Received my Hickory recurve Hunter from Roger over the weekend. Had been reading about them and looking at the pictures posted and the design looked really slick. I wasn't disappointed. The workmanship is top notch and it's a pleasure to hold and shoot.Thought it might take some geting used to , but it was easy to hold and shoot and extremely accurate from the very first shot . Roger was great to deal with.

Thanks Roger


----------



## newconvert (Dec 12, 2011)

johnny r said:


> Received my Hickory recurve Hunter from Roger over the weekend. Had been reading about them and looking at the pictures posted and the design looked really slick. I wasn't disappointed. The workmanship is top notch and it's a pleasure to hold and shoot.Thought it might take some geting used to , but it was easy to hold and shoot and extremely accurate from the very first shot . Roger was great to deal with.
> 
> Thanks Roger


Roger makes a fine sling, but i guess my eyes are going on me, i cant focus in on your photo?


----------



## johnny r (Sep 7, 2011)

Your eyes aren't deceiving you. There wasnt't any picture.


----------



## Northerner (Nov 9, 2010)

Hi Johnny,

How do you position your thumb when shooting the Recurve Hunter? Do you place the thumb pad right on the fork or do you rest your first thumb joint on the frame and leave the thumb tip floating? Roger holds with the thumb joint rather than the tip and I was wondering how everyone else holds his frames.
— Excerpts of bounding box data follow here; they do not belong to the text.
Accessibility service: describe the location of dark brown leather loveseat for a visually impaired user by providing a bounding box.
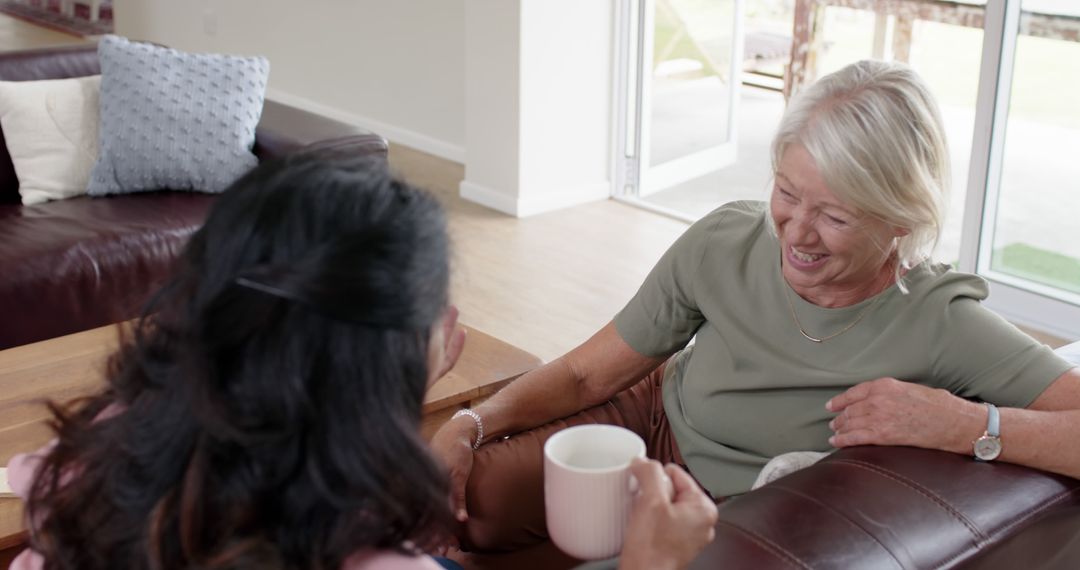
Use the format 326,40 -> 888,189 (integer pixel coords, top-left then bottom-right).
0,44 -> 387,350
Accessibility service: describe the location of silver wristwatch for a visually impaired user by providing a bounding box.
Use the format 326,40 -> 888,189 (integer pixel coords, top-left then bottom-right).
973,404 -> 1001,461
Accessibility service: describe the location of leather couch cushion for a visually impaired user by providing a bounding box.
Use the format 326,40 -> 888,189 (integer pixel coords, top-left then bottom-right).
0,192 -> 214,349
691,446 -> 1080,570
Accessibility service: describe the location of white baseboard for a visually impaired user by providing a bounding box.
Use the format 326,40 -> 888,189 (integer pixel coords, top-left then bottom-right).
459,180 -> 611,218
267,89 -> 465,164
458,180 -> 517,217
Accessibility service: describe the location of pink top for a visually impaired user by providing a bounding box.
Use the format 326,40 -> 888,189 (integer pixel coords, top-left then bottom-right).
8,443 -> 442,570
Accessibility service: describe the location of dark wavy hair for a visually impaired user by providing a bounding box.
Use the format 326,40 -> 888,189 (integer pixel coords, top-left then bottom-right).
28,155 -> 450,570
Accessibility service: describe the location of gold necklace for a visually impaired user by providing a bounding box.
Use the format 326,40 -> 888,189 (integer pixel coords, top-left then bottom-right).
784,284 -> 883,344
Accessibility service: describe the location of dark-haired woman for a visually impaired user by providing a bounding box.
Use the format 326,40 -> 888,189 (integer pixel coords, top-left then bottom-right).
9,152 -> 715,570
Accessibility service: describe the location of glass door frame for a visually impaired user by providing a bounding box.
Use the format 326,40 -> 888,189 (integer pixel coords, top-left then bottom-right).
611,0 -> 1080,340
611,0 -> 744,218
959,0 -> 1080,340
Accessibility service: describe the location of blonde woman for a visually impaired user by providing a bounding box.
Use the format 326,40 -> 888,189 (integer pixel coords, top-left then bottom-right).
434,62 -> 1080,549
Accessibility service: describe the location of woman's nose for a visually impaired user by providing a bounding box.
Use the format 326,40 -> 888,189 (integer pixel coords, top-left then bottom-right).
787,209 -> 814,243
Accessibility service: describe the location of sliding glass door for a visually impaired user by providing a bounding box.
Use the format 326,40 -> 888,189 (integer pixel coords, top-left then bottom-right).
617,0 -> 743,218
960,0 -> 1080,339
612,0 -> 1080,339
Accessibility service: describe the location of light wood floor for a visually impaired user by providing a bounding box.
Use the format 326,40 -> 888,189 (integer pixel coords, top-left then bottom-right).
0,14 -> 1063,361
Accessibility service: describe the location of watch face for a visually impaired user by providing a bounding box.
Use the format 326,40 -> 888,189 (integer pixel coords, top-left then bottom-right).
975,435 -> 1001,461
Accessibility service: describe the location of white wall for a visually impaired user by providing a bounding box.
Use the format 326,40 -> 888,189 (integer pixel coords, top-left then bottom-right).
461,0 -> 615,216
113,0 -> 467,162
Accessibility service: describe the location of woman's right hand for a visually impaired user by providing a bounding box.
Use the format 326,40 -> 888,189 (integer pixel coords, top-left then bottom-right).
619,460 -> 718,570
431,416 -> 476,523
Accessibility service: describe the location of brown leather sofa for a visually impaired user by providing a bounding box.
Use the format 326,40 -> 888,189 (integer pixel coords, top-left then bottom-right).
0,44 -> 387,349
455,342 -> 1080,570
691,447 -> 1080,570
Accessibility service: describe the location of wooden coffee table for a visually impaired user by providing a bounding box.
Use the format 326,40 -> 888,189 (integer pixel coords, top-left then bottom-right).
0,325 -> 541,560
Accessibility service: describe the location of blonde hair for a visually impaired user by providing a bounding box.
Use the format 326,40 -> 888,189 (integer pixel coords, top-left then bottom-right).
771,60 -> 949,293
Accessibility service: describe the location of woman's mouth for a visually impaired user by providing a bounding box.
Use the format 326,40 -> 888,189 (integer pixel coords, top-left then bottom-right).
787,246 -> 828,269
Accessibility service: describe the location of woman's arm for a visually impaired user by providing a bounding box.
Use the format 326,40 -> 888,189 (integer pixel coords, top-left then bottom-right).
473,323 -> 666,439
826,368 -> 1080,478
431,323 -> 666,521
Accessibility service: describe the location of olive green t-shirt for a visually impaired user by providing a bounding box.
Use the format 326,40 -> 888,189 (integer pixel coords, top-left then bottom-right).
615,202 -> 1071,497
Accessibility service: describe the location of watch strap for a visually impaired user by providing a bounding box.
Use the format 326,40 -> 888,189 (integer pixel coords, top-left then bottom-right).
984,402 -> 1001,437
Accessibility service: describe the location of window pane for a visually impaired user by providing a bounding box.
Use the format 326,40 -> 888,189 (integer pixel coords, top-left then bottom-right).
983,0 -> 1080,294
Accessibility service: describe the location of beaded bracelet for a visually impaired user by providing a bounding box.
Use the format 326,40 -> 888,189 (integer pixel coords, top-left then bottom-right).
450,408 -> 484,449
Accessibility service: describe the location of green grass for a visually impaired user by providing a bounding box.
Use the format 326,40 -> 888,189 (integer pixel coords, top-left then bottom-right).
990,243 -> 1080,294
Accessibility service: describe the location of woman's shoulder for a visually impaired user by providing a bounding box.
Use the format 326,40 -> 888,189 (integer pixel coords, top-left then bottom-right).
687,200 -> 768,244
904,260 -> 989,304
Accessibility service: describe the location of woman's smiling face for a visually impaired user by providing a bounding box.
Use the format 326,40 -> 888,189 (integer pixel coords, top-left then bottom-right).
770,144 -> 905,307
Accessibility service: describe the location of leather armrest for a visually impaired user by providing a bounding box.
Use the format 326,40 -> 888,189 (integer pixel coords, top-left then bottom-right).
691,446 -> 1080,569
254,99 -> 388,161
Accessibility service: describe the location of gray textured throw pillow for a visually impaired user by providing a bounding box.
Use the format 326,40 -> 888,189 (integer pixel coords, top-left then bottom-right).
86,36 -> 270,195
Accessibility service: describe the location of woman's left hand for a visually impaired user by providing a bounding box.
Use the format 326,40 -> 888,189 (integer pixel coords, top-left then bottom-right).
825,378 -> 986,453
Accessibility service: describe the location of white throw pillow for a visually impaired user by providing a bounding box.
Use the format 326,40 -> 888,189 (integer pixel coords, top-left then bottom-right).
0,76 -> 102,205
1054,342 -> 1080,366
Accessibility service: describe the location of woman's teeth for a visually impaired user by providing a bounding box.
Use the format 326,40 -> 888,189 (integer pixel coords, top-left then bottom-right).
792,247 -> 823,263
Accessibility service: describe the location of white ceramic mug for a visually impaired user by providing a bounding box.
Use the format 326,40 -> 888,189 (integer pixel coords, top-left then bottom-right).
543,424 -> 645,560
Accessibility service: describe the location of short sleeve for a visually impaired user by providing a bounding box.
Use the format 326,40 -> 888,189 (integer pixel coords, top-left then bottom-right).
615,208 -> 724,356
930,297 -> 1072,408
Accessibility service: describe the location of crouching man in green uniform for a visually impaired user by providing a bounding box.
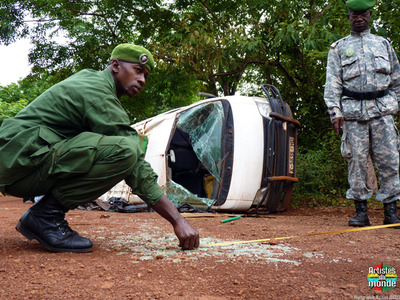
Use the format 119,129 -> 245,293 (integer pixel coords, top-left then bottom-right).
0,44 -> 199,252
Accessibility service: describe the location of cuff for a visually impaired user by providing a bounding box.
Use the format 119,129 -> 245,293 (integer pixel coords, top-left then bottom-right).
329,107 -> 343,122
138,185 -> 164,205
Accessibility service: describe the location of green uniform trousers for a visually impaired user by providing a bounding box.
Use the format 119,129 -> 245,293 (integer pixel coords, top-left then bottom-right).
6,132 -> 163,209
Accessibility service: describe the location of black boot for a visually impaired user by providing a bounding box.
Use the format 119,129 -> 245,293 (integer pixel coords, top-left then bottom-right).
383,201 -> 400,229
349,200 -> 371,227
17,194 -> 93,252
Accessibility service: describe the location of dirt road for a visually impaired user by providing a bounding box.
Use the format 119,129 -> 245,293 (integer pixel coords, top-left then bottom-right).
0,197 -> 400,300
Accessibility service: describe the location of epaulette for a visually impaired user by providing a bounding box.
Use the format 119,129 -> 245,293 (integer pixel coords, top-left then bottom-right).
331,36 -> 349,49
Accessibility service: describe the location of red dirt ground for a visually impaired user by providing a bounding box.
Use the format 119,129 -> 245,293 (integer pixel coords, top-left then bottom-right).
0,197 -> 400,300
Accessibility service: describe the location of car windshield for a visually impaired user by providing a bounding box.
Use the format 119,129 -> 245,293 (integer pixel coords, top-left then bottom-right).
177,101 -> 224,181
166,101 -> 225,210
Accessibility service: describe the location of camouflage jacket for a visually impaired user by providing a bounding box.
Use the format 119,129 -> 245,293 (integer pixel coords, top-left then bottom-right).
324,30 -> 400,120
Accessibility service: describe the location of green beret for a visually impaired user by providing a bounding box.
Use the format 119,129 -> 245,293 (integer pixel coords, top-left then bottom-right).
111,44 -> 154,71
346,0 -> 375,11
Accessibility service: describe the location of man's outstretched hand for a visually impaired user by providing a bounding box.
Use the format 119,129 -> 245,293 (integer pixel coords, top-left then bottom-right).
152,195 -> 200,250
174,218 -> 200,250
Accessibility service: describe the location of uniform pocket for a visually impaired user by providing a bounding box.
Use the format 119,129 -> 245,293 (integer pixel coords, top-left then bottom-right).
50,132 -> 103,178
375,54 -> 390,75
342,56 -> 360,81
340,130 -> 352,158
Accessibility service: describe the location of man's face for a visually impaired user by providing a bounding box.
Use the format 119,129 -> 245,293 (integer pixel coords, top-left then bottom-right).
348,10 -> 372,32
113,60 -> 149,98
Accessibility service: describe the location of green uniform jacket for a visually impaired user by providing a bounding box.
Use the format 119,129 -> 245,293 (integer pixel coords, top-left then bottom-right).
0,69 -> 163,204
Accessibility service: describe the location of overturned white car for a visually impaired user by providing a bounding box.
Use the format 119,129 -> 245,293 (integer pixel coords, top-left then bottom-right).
100,84 -> 300,213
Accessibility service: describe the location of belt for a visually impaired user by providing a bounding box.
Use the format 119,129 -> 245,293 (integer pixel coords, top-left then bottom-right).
342,88 -> 389,100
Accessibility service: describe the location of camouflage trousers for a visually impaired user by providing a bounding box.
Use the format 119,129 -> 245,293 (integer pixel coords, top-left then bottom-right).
341,115 -> 400,203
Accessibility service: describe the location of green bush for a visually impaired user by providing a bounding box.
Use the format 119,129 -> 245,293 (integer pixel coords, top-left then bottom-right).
0,99 -> 28,124
293,131 -> 348,206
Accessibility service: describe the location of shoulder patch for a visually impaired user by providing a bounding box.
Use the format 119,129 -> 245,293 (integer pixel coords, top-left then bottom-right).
331,41 -> 339,49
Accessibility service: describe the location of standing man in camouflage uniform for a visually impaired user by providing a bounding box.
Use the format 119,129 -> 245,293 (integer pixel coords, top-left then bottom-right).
324,0 -> 400,228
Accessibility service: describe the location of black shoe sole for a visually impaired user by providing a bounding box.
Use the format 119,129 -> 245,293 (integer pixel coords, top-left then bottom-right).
16,221 -> 93,253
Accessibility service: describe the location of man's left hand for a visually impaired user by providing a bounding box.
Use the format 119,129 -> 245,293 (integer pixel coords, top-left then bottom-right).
151,195 -> 200,250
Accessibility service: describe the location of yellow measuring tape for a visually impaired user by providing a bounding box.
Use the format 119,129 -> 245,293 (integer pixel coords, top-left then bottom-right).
200,223 -> 400,248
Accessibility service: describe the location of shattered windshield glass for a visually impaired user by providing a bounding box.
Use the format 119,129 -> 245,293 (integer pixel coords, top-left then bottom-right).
177,101 -> 224,181
164,180 -> 214,211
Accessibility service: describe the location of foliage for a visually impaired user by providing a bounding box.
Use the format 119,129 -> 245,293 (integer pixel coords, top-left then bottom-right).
0,99 -> 28,124
295,131 -> 348,199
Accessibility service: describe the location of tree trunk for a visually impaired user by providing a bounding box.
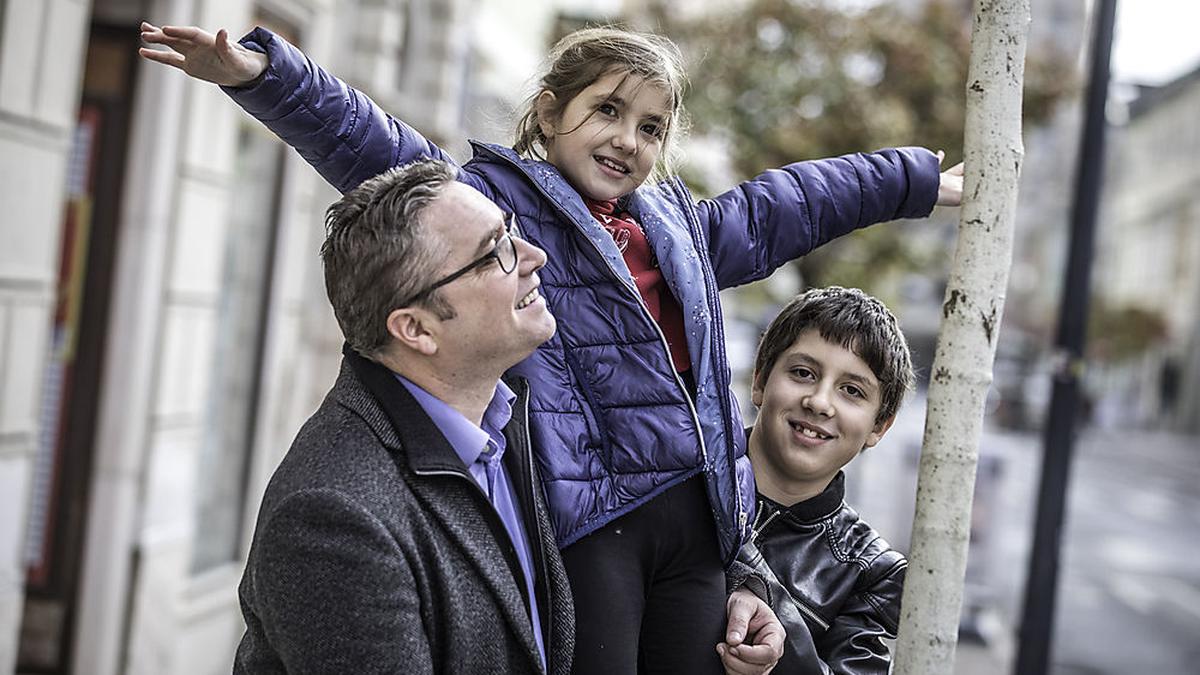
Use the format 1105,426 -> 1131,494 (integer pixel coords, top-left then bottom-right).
894,0 -> 1030,675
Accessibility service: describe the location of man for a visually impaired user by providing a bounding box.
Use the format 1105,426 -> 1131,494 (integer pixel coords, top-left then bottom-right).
234,161 -> 574,674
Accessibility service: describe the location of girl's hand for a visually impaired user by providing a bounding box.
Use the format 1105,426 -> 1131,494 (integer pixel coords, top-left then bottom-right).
138,22 -> 268,86
937,150 -> 962,207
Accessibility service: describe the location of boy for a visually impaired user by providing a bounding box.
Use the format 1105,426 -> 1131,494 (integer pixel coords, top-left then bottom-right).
745,286 -> 913,675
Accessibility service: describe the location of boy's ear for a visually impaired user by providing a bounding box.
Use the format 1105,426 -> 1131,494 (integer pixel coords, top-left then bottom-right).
863,414 -> 896,449
534,89 -> 558,141
386,307 -> 442,357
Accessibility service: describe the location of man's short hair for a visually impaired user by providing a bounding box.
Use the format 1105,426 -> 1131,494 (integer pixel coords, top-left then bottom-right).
754,286 -> 914,424
320,160 -> 457,357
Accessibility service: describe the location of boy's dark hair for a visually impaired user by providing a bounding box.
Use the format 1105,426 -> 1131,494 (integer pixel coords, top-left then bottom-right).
320,160 -> 457,358
754,286 -> 914,424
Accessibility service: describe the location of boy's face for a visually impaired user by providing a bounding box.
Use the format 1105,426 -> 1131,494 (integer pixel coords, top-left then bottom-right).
750,329 -> 894,503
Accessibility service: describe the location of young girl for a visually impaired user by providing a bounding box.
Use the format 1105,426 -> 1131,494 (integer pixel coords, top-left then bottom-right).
140,24 -> 961,673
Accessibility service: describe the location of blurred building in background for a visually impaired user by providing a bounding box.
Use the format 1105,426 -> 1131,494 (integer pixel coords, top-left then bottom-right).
0,0 -> 571,675
1092,68 -> 1200,434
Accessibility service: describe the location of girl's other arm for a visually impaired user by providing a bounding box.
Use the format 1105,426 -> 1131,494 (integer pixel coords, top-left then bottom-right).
139,24 -> 454,192
698,148 -> 940,288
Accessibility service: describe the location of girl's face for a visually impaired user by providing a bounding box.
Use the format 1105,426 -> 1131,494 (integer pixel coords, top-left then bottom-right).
539,71 -> 671,201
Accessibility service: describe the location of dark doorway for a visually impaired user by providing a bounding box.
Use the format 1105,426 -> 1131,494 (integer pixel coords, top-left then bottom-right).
17,24 -> 138,674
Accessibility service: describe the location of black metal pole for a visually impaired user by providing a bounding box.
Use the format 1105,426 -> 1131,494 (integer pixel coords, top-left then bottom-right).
1013,0 -> 1116,675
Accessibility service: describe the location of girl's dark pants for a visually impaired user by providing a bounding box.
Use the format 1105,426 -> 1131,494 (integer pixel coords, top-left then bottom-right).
563,476 -> 725,675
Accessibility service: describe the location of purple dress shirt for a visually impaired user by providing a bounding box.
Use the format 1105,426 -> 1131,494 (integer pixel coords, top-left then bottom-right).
396,375 -> 546,668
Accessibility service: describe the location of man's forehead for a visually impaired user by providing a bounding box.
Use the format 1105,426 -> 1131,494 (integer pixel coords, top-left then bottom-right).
425,181 -> 504,252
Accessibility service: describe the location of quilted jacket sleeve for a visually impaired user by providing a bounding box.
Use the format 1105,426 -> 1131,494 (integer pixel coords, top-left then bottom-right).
221,28 -> 454,193
700,148 -> 940,288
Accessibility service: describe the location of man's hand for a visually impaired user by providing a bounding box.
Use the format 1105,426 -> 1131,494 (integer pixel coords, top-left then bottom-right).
716,589 -> 784,675
138,22 -> 268,86
937,150 -> 962,207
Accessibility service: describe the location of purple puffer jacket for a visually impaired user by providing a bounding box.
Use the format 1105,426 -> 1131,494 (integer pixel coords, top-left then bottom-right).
226,29 -> 938,562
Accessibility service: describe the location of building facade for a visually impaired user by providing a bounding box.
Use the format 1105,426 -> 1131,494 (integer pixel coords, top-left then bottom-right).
0,0 -> 566,675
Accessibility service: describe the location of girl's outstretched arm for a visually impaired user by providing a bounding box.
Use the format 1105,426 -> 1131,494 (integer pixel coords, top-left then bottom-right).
698,148 -> 940,288
139,24 -> 458,192
138,22 -> 266,86
937,156 -> 962,207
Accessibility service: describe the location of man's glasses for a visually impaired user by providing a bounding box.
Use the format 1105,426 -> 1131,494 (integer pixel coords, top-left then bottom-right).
398,214 -> 520,307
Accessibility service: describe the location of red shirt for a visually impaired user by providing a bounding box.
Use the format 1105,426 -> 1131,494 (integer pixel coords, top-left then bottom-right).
583,199 -> 691,372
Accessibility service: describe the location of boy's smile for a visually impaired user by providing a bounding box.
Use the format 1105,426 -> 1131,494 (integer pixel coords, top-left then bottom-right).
750,329 -> 892,506
540,71 -> 671,202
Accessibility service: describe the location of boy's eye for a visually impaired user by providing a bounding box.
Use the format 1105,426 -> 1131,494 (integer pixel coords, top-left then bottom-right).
792,365 -> 815,380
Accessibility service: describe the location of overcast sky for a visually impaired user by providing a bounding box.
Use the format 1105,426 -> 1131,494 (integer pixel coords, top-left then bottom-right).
1112,0 -> 1200,84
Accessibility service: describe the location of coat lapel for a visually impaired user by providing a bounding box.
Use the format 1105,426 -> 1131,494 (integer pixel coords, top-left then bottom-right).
335,346 -> 548,663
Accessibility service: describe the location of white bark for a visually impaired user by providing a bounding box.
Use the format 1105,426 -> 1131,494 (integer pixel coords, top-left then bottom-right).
894,0 -> 1030,675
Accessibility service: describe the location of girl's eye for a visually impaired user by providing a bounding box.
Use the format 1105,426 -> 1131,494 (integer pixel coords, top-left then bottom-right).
642,124 -> 662,138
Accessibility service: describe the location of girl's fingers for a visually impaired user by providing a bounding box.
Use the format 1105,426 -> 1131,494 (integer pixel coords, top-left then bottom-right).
217,29 -> 233,58
162,25 -> 212,43
138,47 -> 185,70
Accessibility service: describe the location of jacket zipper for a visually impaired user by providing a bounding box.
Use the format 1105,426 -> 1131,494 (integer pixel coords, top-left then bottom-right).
520,384 -> 554,673
750,508 -> 829,631
476,145 -> 710,475
671,181 -> 748,552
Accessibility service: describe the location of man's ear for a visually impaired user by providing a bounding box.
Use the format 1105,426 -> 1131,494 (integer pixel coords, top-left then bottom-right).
388,307 -> 442,357
863,414 -> 896,450
534,89 -> 558,142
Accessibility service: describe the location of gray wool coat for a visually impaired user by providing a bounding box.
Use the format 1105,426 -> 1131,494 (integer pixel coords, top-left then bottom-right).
234,348 -> 575,675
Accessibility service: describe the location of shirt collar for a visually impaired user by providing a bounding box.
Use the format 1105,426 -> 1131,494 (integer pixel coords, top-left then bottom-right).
396,374 -> 516,466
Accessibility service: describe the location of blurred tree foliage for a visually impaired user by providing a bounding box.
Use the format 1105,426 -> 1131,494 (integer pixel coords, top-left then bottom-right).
654,0 -> 1074,295
1087,298 -> 1170,364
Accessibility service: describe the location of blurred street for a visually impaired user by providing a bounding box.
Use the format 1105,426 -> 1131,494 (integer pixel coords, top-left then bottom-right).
863,401 -> 1200,675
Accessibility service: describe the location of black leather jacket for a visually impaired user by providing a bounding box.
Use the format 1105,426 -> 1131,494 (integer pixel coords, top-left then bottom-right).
739,472 -> 908,675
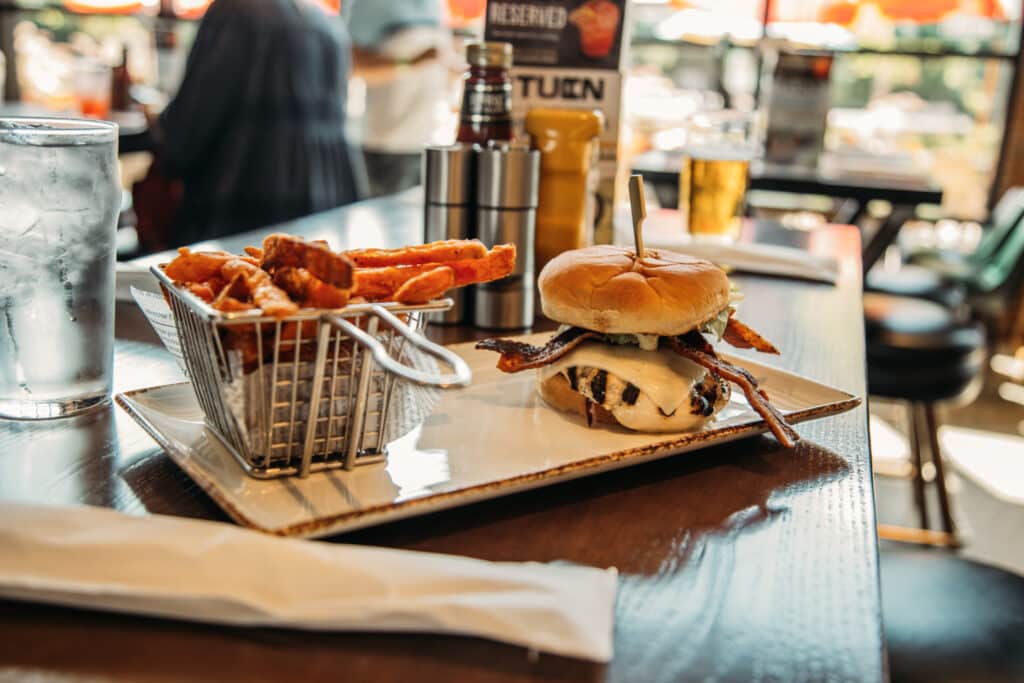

I ordered a walnut Longbow Hunter. I should have it next week. The Spectraply frames look so nice that I may have to order one of those as well. I'm trying to resist but he keeps posting more candy on his web sight...lol.

Cheers,
Northerner


----------



## johnny r (Sep 7, 2011)

I rest my thumb pad on the frame. I find it's comfortable like that but I have others that I have cut with grips for both my forefinger and thumb on the sides which I also like.I guess it all depends on the individual frame itself. I think you will like Roges frame. It feels good as soon as you pick it up and shoot it
.Good luck with yours

johnny r

PS where in Canada.


----------



## Northerner (Nov 9, 2010)

Northwestern Ontario, Canada


----------